So where’s the best place to spend your company’s technology budget next year? The answer may surprise you.

Sure, you can upgrade your accounting system or get that long-desired customer relationship management application. You can put money into marketing software, a new set of point-of-sale devices or better tools to manage your inventory. But before you do, you may want to think about something else: security.

Why? Because your small business is vulnerable – very vulnerable -- to an attack. Don’t think it won’t happen to you. It probably will. More than one in five small businesses reported a data breach within the last 24 months, according to a recent report from Bank of America’s Merchant Services. And 41 percent of those said that a data breach cost them more than $50,000 to recover.

Those are the lucky ones. Many other small businesses find themselves shut down for days – even weeks – from a cyber-attack. Is this something you can afford? Probably not.

“Every day we hear about new and dangerous cyber threats,” says Rick DeLello of Informed Systems Inc. in Blue Bell. "Making sure your environment is protected from such threats is paramount to any small business today.”

Unfortunately, the risk of an attack is getting worse. In just the last few weeks alone, we’ve seen brands such as Macy’s, T-Mobile, and restaurant chains like Moe’s, McAlister’s Deli, and Schlotzsky’s all suffer data breaches, and these are just the recognizable companies that we read about. Most small-business owners know that no organization can confidently claim that their customer, employee, and company data is 100 percent secure. But there are practical steps to take to decrease your odds of falling victim to a cyber-attack.

Jeff Sumner of TechGuides in Media says that having a good firewall is the best place to start. “Many small businesses think the equipment provided by their internet company is sufficient,” he says. “It isn’t. Spend money on a commercial-grade firewall and have an expert configure it for you.”

“Backups! Backups! Backups!” Chris Stafford, another local technology consultant, adds. "Every small business should have both onsite and offsite backups with version control. Malware like ransomware can cripple a business without the ability to "go back in time.”

Brad Finberg, who owns the tech firm Micro-Innovation in Allentown, urges his clients to make sure they’re running the most current operating systems, particularly if they’re using Microsoft Windows.

“On January 14, 2020, extended support for Microsoft Windows 7 will end, leaving anyone still running the operating system vulnerable to new security bugs that will not be patched by Microsoft any longer,” he warns. "This is very critical for any business and especially those in industries with regulations like health care and financial services, to stay compliant and protect their customer data.”

There’s also the cloud. Some think that moving their data online is less secure, but that’s actually not correct. Managed services firms like Right Networks (a client of my company) and local providers Miles Technologies and Waypoint Consulting host both data and applications for tens of thousands of small businesses nationwide.

These companies – and there are plenty of other managed services companies like them – not only provide a higher level of protection and access from any device, but also ensure that their clients’ systems are regularly backed up, updated, and protected from data breaches.
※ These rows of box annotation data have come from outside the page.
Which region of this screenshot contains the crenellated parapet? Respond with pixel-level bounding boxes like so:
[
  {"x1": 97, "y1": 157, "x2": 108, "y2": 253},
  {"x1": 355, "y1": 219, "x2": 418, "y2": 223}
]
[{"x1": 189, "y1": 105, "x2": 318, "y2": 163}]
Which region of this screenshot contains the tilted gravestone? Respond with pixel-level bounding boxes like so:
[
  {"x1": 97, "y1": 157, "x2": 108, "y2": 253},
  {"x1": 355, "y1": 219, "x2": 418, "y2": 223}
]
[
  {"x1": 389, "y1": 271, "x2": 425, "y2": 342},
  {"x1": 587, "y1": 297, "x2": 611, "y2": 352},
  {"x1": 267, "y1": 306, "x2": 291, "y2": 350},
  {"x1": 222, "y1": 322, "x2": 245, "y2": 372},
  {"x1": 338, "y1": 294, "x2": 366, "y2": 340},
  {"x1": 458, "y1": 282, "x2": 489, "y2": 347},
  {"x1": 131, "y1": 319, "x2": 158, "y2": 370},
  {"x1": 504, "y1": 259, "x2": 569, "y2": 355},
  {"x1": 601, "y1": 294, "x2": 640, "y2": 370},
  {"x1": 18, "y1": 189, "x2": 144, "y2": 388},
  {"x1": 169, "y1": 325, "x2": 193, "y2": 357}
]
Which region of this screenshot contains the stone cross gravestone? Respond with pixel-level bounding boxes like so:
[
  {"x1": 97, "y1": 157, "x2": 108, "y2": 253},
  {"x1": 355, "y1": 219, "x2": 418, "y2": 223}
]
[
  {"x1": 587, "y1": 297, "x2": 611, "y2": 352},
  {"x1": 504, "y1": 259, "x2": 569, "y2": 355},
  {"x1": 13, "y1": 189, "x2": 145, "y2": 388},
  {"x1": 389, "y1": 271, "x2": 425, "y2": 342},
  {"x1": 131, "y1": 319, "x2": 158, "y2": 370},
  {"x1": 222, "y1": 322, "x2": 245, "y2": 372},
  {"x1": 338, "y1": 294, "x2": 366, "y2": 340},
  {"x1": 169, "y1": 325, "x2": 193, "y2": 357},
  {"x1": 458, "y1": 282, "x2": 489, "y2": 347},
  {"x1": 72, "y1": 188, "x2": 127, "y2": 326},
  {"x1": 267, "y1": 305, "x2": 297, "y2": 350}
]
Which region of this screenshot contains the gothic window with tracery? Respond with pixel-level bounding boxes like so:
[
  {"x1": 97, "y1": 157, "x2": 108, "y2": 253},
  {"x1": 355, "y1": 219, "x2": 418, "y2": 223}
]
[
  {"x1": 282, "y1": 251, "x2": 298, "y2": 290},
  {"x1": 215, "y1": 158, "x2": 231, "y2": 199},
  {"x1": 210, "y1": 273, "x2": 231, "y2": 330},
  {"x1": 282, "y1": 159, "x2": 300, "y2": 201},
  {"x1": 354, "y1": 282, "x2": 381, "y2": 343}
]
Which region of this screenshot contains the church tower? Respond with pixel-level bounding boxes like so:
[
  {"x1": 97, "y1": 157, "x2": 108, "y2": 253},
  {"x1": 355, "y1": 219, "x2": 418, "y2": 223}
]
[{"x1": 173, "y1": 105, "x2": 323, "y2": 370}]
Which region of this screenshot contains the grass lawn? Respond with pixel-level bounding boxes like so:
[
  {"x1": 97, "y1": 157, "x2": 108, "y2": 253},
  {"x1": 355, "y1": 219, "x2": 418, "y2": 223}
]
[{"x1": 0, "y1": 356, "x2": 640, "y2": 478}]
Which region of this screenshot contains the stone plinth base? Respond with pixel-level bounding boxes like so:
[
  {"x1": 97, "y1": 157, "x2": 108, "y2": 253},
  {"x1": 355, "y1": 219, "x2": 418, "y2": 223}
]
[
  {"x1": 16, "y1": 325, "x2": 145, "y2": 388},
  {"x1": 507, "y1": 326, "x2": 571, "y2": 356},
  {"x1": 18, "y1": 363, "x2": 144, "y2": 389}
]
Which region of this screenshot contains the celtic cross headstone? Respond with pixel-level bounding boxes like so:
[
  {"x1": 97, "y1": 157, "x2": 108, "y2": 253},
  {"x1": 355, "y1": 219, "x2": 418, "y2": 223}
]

And let’s face it: These companies can afford to hire better people and use more advanced tools than you and I, right?

The bottom line? Your 2020 technology spending should prioritize security. But don’t stop at just software and services. There’s something else that’s just as important: training.

Why? Because human error – goofs made by you, me, and our employees -- accounted for more than 25% of data breaches last year alone, according to a recent study from IBM. All of the tech experts I know agree that an investment in training that enables employees to recognize threats from websites and downloaded files will reduce your company’s risk of an attack.

DeLello recommends taking things one step further by committing to a regular tech assessment. “That way a business can make sure there are no security holes in their networking environment,” he says.

Can we all agree that most of us have spent plenty on software and hardware over the last few years yet we’re not even using what we to have its fullest potential? Rather than spending on more technology, a better use of our 2020 dollars is investing in the tools, services, and training to protect the data that we have.